Em que pese na recomendação para apresentação de um plano substitutivo o CNJ tenha se valido do dia 20 de março como marco temporal da crise, quando prevê a possibilidade do juízo se abster da decretação da falência pelo descumprimento de obrigações constantes no plano aprovado e homologado, desde que comprovada a causa do inadimplemento relacionada à crise do coronavírus, o mesmo texto não se apega àquela data, o que nos permite concluir que, até mesmo em relação àquelas obrigações inadimplidas antes de 20 de março de 2020, desde que a causa do inadimplemento tenha correlação com a crise do coronavírus, seria possível a apresentação de uma plano substitutivo, porque do contrário não haveria razão para se afastar a configuração da situação de inadimplência e decretação da falência, na forma do inc. IV, do art. 73 da Lei 11.101/05.

Ainda à guisa de recomendação sugere o CNJ que os Administradores Judiciais permaneçam fiscalizando as atividades das empresas em recuperação judicial, ainda que de norma remota, como forma de atender as determinações de isolamento social.

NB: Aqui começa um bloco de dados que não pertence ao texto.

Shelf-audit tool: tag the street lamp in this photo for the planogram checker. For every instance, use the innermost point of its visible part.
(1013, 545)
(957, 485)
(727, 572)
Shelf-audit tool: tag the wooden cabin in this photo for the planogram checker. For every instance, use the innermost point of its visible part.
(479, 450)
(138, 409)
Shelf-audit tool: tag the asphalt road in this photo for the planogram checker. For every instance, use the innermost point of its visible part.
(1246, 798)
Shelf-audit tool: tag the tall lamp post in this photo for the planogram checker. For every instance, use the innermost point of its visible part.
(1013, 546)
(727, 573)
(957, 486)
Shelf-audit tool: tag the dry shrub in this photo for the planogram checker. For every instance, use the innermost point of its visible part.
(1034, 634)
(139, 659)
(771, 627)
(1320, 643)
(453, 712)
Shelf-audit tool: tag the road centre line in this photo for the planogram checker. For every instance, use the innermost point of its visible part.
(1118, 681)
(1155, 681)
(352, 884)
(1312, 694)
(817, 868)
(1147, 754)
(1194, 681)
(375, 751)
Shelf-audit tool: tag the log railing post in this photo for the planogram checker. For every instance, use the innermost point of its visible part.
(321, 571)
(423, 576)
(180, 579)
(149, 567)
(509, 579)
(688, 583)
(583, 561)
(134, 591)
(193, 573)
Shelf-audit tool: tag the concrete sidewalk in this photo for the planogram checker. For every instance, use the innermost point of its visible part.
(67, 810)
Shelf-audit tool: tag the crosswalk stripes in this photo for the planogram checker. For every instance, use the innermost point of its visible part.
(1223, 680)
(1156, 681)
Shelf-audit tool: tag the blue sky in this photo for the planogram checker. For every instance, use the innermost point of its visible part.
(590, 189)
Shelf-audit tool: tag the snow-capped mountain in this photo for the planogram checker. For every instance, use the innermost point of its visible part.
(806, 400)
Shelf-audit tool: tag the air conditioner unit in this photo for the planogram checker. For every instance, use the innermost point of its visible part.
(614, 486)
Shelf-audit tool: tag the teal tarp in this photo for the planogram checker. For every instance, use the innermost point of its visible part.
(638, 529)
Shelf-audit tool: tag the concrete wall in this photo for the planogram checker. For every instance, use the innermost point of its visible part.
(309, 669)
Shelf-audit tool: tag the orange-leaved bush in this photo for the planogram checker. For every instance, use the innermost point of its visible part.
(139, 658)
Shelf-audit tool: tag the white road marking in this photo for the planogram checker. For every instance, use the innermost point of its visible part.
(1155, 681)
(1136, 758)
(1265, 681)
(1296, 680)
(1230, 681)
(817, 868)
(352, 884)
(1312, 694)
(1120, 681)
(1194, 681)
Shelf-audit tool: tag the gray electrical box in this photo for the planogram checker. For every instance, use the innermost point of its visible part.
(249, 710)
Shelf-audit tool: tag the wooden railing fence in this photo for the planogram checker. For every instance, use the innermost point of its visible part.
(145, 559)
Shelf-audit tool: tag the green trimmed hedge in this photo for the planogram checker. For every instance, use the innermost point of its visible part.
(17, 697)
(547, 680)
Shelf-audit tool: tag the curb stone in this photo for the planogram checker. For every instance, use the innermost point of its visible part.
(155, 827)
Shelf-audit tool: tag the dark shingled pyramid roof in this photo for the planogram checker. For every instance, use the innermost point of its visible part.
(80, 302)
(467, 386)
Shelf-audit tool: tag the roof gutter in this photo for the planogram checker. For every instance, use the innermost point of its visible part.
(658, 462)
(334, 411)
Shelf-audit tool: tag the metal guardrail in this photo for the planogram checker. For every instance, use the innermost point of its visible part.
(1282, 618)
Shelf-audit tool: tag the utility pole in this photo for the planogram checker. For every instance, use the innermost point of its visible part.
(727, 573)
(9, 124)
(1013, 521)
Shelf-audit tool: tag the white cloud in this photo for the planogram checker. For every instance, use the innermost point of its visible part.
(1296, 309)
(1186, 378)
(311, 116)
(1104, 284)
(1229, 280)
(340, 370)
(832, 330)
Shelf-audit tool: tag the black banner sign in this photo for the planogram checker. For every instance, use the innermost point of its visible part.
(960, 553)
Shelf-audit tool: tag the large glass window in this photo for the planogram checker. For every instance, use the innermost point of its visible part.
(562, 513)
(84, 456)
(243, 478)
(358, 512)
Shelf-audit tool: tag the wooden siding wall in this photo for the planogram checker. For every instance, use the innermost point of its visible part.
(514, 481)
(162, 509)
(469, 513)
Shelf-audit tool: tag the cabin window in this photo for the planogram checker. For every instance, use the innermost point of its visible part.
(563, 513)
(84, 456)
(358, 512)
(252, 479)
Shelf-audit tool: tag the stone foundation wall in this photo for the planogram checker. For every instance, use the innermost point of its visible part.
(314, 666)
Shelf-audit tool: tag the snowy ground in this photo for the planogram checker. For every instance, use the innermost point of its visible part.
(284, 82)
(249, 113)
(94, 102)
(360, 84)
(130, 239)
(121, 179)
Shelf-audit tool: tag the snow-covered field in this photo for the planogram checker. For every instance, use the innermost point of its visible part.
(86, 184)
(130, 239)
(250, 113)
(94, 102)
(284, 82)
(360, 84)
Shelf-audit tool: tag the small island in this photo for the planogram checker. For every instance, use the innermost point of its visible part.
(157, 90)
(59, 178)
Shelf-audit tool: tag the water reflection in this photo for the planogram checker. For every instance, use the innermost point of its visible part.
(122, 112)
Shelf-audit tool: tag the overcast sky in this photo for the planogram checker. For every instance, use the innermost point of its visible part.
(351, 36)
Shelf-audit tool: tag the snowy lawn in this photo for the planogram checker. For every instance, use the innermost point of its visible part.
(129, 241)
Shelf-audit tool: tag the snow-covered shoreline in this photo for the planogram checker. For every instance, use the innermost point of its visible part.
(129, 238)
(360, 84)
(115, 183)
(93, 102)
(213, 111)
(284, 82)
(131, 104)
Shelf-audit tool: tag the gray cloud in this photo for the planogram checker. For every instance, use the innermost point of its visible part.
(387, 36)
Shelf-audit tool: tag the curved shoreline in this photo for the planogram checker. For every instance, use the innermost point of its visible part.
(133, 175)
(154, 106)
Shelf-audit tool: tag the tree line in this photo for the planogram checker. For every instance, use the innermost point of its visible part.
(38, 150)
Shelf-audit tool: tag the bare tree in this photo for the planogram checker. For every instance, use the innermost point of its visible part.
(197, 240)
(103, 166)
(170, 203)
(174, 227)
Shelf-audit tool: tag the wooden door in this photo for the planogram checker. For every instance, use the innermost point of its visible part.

Por fim, também no âmbito das questões relacionadas às determinações de isolamento social e paralisação de atividades, recomenda o CNJ que os juízos competentes avaliem com especial cautela, dada a peculiaridade da situação atual, todos os pedidos de tutela de urgência, arresto ou penhora, bem como ordens de despejos veiculadas em desfavor das empresas em recuperação judicial, como forma de não frustrar o processo de soerguimento, o qual será duramente afetado pelos desdobramentos da crise em decorrência da pandemia.

É sempre delicado e tormentoso um processo de recuperação judicial, e não se tem dúvidas que o quadro de crise financeira existente em toda e qualquer empresa em recuperação judicial se agravou sobremaneira nos últimos dias, não sendo possível sequer antever até onde será ainda atingido pelos atos que, em decorrência da pandemia, deverão ser adotados daqui para frente.

De qualquer forma, as medidas jurídicas para adequação da crise da empresa ao momento atual estão disponíveis e é salutar verificar que o CNJ se sensibiliza com essas questões e age com objetivo de uniformizar o entendimento, porque uma unificação de posicionamento confere segurança jurídica, a qual se torna indispensável à tomada de decisões em momentos de crise.